3. Collect independent evidence and research on which to base your recommendations.
Tingling in fingertips and assumptions about what will work with your audiences is not a robust foundation for your renaming. Current and prospective customers, audiences and stakeholders should be at the heart of your strategic branding recommendations.
4. Keep it real.
A rebrand can be aspirational but it must be true to what an organisation does, says and seeks to achieve. You can’t give a brand facelift when what the business needs is reconstructive surgery.
5. Don’t throw the baby out with the bathwater.
You must make sure that you understand the equity that exists in the current brand and name. It might need a refresh but changing everything might not be the best or most cost effective solution.
6. Compromise.
Not on your brand promise or on the quality of the execution but all names are compromises, as no name suits all the people all the time. The solution needs to be logical, rooted in audience-centred research and true to your mission, vision and values.
7. It’s what you make of it.
A brand and name is more than a combination of the words within it. It is what you make of it: it’s how you ‘live’ it, how it’s articulated and visualised. It doesn’t have to make sense as a stand-alone set of words.
8. Be flexible for the future.
A brand isn’t static; it should be fit for future business development and growth. Always ask the question – can you live and grow with it? What might we deliver in five years’ time and will this name and brand still fit?
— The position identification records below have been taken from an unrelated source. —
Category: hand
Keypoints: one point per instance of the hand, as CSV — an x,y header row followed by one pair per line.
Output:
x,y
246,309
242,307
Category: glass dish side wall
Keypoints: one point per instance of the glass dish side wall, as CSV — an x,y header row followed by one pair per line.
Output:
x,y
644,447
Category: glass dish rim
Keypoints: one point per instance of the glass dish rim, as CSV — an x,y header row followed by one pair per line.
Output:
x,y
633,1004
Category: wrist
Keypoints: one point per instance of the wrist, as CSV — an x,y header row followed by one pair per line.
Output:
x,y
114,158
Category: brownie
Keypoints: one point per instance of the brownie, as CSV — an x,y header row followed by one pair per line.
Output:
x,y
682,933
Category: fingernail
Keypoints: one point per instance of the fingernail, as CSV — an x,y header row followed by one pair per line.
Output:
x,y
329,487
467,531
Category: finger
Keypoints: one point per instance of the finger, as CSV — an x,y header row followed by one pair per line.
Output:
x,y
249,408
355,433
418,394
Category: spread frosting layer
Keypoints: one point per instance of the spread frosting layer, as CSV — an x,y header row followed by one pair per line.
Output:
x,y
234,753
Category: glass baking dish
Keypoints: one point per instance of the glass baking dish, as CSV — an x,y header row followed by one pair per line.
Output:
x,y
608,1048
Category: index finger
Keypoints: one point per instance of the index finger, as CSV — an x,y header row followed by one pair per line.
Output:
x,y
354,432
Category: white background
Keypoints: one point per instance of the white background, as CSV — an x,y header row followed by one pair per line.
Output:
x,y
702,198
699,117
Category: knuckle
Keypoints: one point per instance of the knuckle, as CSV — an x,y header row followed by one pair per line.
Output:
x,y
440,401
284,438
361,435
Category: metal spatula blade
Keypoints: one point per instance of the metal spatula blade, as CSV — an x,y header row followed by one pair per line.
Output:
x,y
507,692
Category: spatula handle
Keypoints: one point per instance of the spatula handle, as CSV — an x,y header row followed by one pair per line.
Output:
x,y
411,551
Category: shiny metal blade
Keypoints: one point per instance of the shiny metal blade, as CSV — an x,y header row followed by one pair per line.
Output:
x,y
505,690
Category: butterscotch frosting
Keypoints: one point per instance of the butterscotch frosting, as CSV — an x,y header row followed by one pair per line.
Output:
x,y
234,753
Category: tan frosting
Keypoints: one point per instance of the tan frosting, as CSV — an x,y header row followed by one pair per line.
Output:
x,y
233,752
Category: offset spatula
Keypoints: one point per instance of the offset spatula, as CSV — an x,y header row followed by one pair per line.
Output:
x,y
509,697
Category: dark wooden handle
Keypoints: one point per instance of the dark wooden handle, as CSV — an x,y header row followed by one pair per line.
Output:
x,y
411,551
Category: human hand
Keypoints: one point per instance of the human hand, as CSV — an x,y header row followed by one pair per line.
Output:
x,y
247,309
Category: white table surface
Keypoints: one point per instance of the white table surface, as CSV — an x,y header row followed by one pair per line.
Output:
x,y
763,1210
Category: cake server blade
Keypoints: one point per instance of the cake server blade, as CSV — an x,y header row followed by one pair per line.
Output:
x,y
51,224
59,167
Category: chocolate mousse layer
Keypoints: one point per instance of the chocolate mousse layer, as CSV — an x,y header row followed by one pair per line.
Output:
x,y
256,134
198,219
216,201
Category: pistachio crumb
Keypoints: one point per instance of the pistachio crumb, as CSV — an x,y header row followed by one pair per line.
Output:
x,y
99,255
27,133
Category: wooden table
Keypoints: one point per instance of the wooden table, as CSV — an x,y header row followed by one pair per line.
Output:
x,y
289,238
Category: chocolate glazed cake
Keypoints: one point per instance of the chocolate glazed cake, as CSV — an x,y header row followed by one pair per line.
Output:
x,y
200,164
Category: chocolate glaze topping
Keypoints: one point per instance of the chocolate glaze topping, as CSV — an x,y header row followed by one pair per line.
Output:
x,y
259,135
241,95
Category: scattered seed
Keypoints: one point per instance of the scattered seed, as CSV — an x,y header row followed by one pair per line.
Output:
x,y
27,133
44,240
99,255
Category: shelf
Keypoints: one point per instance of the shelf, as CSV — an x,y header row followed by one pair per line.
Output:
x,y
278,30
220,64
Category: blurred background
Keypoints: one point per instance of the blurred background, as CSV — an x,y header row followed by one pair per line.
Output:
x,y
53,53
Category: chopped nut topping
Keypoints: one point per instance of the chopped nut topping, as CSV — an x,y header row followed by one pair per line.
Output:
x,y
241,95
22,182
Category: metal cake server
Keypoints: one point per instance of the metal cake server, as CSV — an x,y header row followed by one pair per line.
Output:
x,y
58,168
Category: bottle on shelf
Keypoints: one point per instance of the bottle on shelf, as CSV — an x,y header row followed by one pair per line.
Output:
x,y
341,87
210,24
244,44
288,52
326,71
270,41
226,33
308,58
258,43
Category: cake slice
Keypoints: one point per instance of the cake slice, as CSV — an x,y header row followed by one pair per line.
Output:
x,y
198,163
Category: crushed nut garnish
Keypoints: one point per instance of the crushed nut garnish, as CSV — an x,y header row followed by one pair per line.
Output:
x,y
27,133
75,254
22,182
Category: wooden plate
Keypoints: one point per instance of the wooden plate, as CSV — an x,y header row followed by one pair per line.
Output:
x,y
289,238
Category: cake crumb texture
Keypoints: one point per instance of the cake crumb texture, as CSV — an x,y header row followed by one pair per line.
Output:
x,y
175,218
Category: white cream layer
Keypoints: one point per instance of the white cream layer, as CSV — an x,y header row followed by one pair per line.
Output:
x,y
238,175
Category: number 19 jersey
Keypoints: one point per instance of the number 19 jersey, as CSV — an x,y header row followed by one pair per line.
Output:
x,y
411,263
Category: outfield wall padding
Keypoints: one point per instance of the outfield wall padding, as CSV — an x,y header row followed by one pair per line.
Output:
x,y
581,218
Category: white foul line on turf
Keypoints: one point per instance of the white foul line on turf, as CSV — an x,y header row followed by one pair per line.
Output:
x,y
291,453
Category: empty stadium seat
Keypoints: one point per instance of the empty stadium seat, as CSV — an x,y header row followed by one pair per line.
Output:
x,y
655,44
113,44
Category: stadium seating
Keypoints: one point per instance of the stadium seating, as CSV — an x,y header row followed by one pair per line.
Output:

9. Standing out is critical.
Differentiation is a key requirement in every rebrand brief. It’s critical to map the competition, be crystal clear about the business offer and analyse exactly what will give the new name and brand stand out.
10. Get an independent, expert view.
As consultants, we would say this wouldn’t we, but bringing in a fresh external perspective that allows you to see with new eyes is critical to finding the right solution.